Life is what you make it.
Ten years ago I did not expect to be where I am today. But then that's not an unusual statement. Ten years is a long time to try to make a prediction. And any one five minute period along the way can drastically alter the path you thought you were on. Our decisions combined with the outside forces influencing the social constructs that are our lives make predicting the multiples upon multiples of possible outcomes almost impossible. As such to survive we have to develop an outlook that includes the future and the now. To learn to plan but still live in the moment. To extend our reach beyond our vision into the ether while still holding on to the solid. Or...just to close our eyes and leap.
That last can be interpreted as fearlessness. Or recklessness. When it's successful, we remember it as a much more reassuring concept of confidence. Framing is everything.
That's the key, that 'framing.' We all like to re-assess our lives in the best light. It's nearly a survival mechanism. Sometimes when things don't go right it's that framing that allows us to find the flaws and start over. But it is the improper use of that frame to shape the idea "that life is what you make it" allows us to wallow in our own failures. Or lie stagnant when we need to move forward.
Early last year I was eating healthy, getting my steps in, reading more, writing more, and planning for future advancement in my career. Got started on that necessary internal work that a lot of us avoid using attitude, alcohol and materialism. But I finished last year falling back into old habits, diet terrible and hours lost to pointless activity and professional procrastination.
I try to frame it as "I deserved a break." This is a lie.
This is not to say taking a break is bad. I once went five years without using a vacation day, which is the say the least objectively terrible, so I'm all in favor of the off day here or there for personal reasons, even if the reason is the sleep in. Which may be why I've framed this period this way. This is a break after a long period of labor, this time four years. The problem is it shouldn't be this. It should be I need to get on the stick, that I've been slacking and I need to tighten up.

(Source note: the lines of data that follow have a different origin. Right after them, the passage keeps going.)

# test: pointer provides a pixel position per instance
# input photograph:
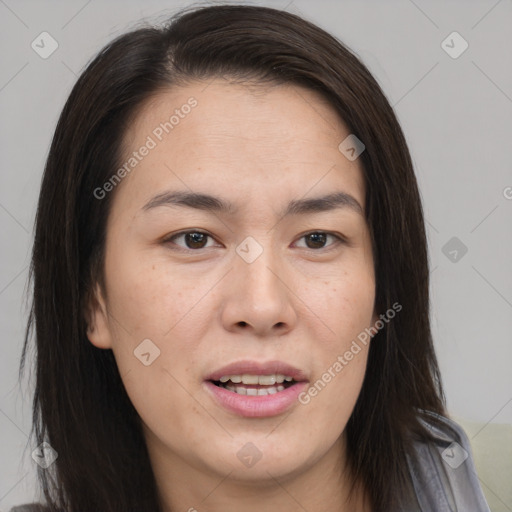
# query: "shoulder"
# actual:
(442, 469)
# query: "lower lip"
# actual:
(256, 406)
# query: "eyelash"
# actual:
(339, 240)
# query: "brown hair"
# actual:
(80, 405)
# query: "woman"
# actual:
(231, 283)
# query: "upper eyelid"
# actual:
(340, 238)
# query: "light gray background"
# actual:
(457, 117)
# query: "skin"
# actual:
(299, 301)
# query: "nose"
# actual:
(259, 297)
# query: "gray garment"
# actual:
(442, 472)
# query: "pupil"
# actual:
(195, 238)
(318, 238)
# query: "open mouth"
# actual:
(254, 385)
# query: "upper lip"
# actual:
(258, 368)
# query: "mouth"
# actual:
(253, 389)
(255, 385)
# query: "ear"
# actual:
(98, 326)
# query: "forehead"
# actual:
(256, 137)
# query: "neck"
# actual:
(323, 485)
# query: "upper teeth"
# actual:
(266, 380)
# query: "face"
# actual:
(271, 285)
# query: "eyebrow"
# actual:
(207, 202)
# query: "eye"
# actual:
(317, 239)
(193, 239)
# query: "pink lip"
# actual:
(256, 406)
(255, 368)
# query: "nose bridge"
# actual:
(258, 267)
(258, 296)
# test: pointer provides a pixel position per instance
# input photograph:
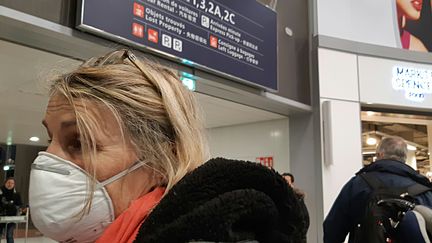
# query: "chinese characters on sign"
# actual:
(228, 37)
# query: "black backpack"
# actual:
(384, 210)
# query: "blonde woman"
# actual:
(126, 141)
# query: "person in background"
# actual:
(390, 168)
(125, 163)
(300, 196)
(10, 205)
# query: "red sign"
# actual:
(137, 30)
(138, 10)
(266, 161)
(153, 35)
(213, 41)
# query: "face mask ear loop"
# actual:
(137, 165)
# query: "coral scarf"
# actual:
(125, 227)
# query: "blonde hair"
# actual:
(154, 111)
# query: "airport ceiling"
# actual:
(23, 98)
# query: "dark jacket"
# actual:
(227, 201)
(10, 201)
(349, 207)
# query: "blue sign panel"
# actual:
(232, 37)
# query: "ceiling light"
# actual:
(34, 139)
(412, 148)
(371, 141)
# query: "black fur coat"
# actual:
(227, 201)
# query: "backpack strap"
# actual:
(418, 189)
(373, 182)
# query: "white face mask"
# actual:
(57, 194)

Maybe it was the milestone of middle age that got me. I have reached an age I always thought of as far off, where things change, supposedly. It's the middle of middle age. I thought I had more time. I like to believe I have so much further to go, so much more to accomplish. I'm not talking about the dreams of youth, but the ideas of just that space of ten years ago. And I'm concerned that I'm not there yet.
But I'm not going to re-frame it.
As much as that framing of our situations to see the better of them is necessary, what is also required and more often neglected is the need to take a long hard look at ourselves and then admitting to ourselves what is really there. Not a comparison to the glory shots of social media, but a very real assessment of a our real selves, by ourselves. We know when we're eating too much sugar, or haven't exercised in a week, or have started procrastinating. We just have to be honest with ourselves.
So this year, be honest with yourself. As we used to say, "if you scared, say you scared." Many of us have 'framing' down to an art form. Anti-social is being 'tired of the fake', a lack of tact as 'just being honest' or whatever other fiction gets you through the day. That mixed with brazen unearned self confidence can make those ten years seem like nothing. Because if you have no impetus to change, be it repair or just to improve yourself, then there is a strong chance you're in the same place you started, only the time will have passed. And you won't end up where you expected to be for other reasons.
Things I've learned
Things change. All things change, even if it's just everything around it changing.
If you don't actually start, then your dreams will always just be dreams.
If you truly love someone, it's really all about them more often than you'd like to admit.
Exercise everyday. Create habits that work for you.
Get enough sleep.
Just because you're prepared doesn't mean you're ready.
Stop trying to make the first draft perfect.
Cell phone games should be illegal.
Procrastination is still bad. Do it now and get on to whatever comes next.
Love your people. Because as we get older they get older.
Eat to live, not the other way around. Diet fixes so many other issues.
Bacon is better in smaller portions (I keep telling myself this, but still...)
Treat yourself from time to time. Be it a day off or a nice thing.